To better treat adolescent and young adult (AYA) patients with various subtypes of Hodgkin and non-Hodgkin lymphomas (NHL), Andrew Evens, DO, speaks to the importance of primary care, screening access, and research.
Last month, Andrew Evens, DO, MBA, MSc, Rutgers Cancer Institute and Jack & Sheryl Morris Cancer Center, joined The American Journal of Managed Care® (AJMC®) to spread awareness about the particular challenges that impact adolescent and young adult (AYA) patients with forms of Hodgkin and non-Hodgkin lymphoma (NHL). Later on, he discussed the value of expanding clinical knowledge of lymphoma biology, which could inform the management and treatment of lymphoma in AYA populations.
Building on these topics, Evens spoke to pertinent gaps that influence NHL care for AYA populations: lacking screening protocols, access, and insurance considerations. For these reasons, he added, primary care providers play an important role in addressing the needs of these patients. While early screening measures are insufficient, he discussed the available resources for those seeking to manage a new diagnosis, patients and their clinicians alike.

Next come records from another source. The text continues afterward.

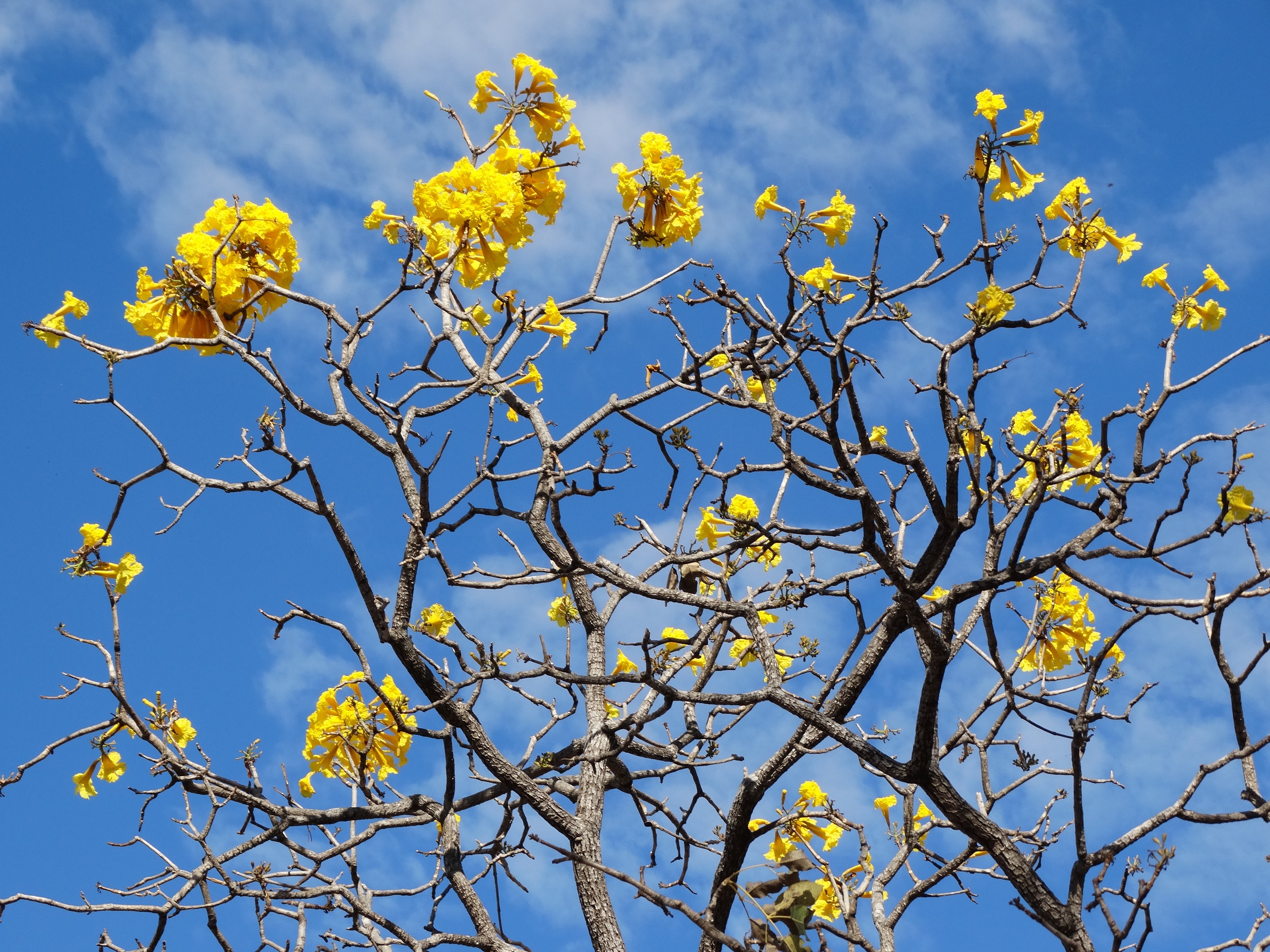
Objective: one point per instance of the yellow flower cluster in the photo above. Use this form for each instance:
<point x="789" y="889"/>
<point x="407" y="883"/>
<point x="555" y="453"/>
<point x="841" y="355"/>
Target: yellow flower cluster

This transcript has been lightly edited for clarity.
AJMC: Can you speak to the value of early detection and screening strategies for NHL, and any related challenges here?

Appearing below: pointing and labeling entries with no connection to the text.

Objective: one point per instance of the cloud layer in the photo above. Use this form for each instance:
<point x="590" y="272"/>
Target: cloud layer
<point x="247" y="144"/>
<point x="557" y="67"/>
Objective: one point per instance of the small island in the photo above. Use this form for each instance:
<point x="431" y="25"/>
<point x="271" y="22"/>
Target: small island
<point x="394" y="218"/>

Andrew Evens, DO | image credit: cinj.org
Evens: There are not real screening strategies, but in a way, that's not a surprise; there are a hundred different cancers. There are really only 4 or 5 that have cost-effective screening methods: breast cancer, colon cancer, gynecologic cervical cancer, prostate cancer, and sometimes lung cancer. Most other cancers don't have a screening, partly because we don't have a real test to do it. Also, the incidence is not as high. Those are much more common cancers, although that waxes and wanes. This is why it can be unclear what should or should not be done for screening.
AJMC: What resources are available to AYA patients with NHL who are managing a new diagnosis?
Evens: There are resources out there in general, whether through the Lymphoma Research Foundation, American Cancer Society, and others. But I can't say a lot of that information is tailored in any form or fashion to AYAs. It's more general to Hodgkin or diffuse large B-cell lymphoma, or others, and we need more. We need more to address many of the issues from the very beginning, not just the biology and the diagnosis, but some of the social factors, access to health care, and financial toxicity. If you have insurance, get access, get a good treatment, how do you navigate the financial aspects, and what about survivorship care? There’s a lot of general information, but we need more tailored to this specific patient age group.
AJMC: Can you speak to the health barriers that impact AYA patients’ ability to access timely, quality NHL care?
Evens: It starts with the (A) access and (B) insurance. Many don't have a primary care provider that they’re seeing once or twice a year and doing exams. Therefore, they might let something persist longer than they should. They’re not already docked in with routine health care. And then, do they have insurance and access? That's a barrier.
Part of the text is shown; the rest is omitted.